1. Weak steering (You can push on the rudder but not much happens and you have to use a lot of brake to steer. Often the weakness is one direction only.) The early Cessna steering rod springs were designed such that if the rudder pedal was pushed hard in one direction while the nose gear was pointed all the way the other direction and had some resistance to moving such as soft ground or snow, the spring could be compressed to an extent that it would be permanently shortened leaving it weak. McFarlane has redesigned the spring so this cannot happen.
2. More or less than 1.2 inches of free play movement or inconsistent free play of the steering rod shaft is present. The spring is retained by a washer that was stop swaged into the steering rod housing. During an overload, such as extra hard pedal force applied with the nose wheel pointed all the way in the opposite direction and restricted or undetected damage from a previous hard landing, the spring retaining washer can be deformed and forced past the swaged stop. This will result in inconsistent free play and erratic function of the steering rod shaft as the washer passes past its designed swaged stop in both directions. The rudder rigging in flight might also be inconsistent. This is a dangerous situation that results in inconsistent steering and the steering rod must be replaced. McFarlane has redesigned the washer and shaft machining to prevent the washer stop failure.

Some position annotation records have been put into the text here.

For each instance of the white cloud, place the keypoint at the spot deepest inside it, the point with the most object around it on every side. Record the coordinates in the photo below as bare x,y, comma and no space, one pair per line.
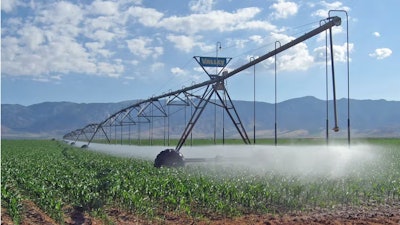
324,11
103,8
142,47
381,53
9,5
284,9
221,21
376,34
146,16
257,39
156,66
339,53
177,71
201,6
296,58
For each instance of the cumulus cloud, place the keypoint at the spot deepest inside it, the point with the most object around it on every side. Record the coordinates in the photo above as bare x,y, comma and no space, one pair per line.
339,53
142,47
326,6
376,34
177,71
283,9
297,58
201,6
381,53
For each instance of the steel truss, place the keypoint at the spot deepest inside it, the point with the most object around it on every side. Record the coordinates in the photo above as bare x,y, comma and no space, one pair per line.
158,106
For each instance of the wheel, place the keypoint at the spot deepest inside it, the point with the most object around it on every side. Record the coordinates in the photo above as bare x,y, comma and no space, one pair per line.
169,158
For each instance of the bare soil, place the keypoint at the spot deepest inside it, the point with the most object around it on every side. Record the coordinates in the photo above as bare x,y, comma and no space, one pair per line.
345,215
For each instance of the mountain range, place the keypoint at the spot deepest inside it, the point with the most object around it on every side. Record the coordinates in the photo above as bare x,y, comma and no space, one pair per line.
299,117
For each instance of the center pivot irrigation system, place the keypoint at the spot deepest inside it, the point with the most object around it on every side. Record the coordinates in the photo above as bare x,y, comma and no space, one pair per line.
144,111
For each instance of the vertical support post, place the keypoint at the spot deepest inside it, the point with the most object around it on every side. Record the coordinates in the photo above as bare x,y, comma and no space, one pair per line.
276,93
326,88
336,128
348,71
254,101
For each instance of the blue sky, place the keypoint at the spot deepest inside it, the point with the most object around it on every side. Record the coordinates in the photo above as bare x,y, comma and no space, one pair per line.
111,51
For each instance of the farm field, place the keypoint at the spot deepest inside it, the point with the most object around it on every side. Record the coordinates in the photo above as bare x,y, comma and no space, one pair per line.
50,182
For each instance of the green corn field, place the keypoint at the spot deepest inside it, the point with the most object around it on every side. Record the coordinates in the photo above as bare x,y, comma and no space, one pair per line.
56,176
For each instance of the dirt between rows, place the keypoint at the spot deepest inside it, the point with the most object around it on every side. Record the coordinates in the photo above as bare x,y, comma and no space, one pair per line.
382,214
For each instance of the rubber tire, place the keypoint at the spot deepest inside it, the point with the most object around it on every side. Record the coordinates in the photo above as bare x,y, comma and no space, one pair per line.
169,158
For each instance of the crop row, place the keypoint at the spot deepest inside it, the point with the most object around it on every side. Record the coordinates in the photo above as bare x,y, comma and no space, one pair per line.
56,176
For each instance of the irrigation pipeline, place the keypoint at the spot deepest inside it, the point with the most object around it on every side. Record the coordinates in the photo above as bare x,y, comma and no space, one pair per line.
94,128
333,21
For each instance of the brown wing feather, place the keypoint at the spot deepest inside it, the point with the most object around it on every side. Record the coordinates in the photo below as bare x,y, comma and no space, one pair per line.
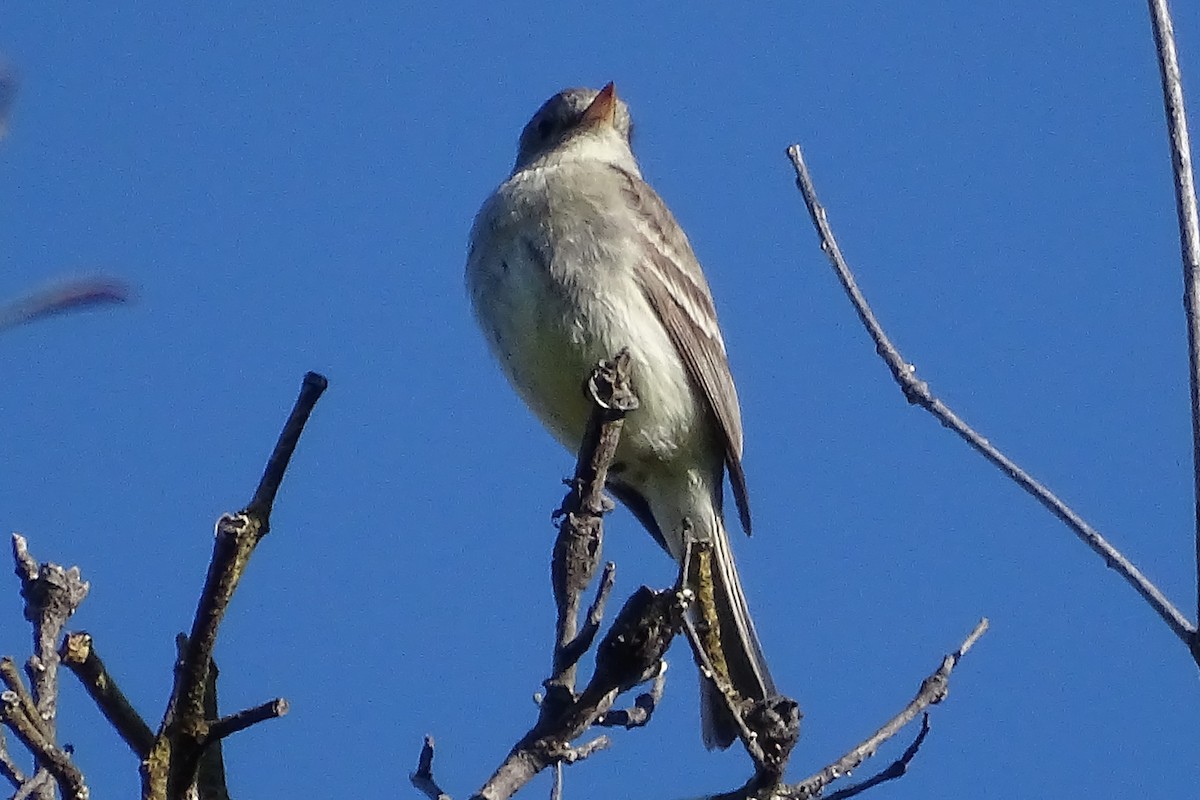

3. Rust and corrosion can make the steering rods unreliable. The steering rods get water and contaminates from the runway that the nose tire throws at them. The fit of the shaft into the bushing that is swaged into the housing is not a precision fit. This can allow internal contamination, moisture, and salt that will rust the springs and steel housing interior, leaving the components weak and subject to failure. Red rust streaking on the shaft exit area or bubbling of the exterior paint indicate corrosion failure. The McFarlane steering rods are made from 304 stainless steel and have a special corrosion preventative and lubricating coating on the springs to fight against corrosion and wear.
4. Wear of the shaft and bushing is caused by steering movement and aerodynamic pulse vibrations created by the rotating propeller. This wear can be detected as looseness of the shaft in the end bushing. Some wear is acceptable.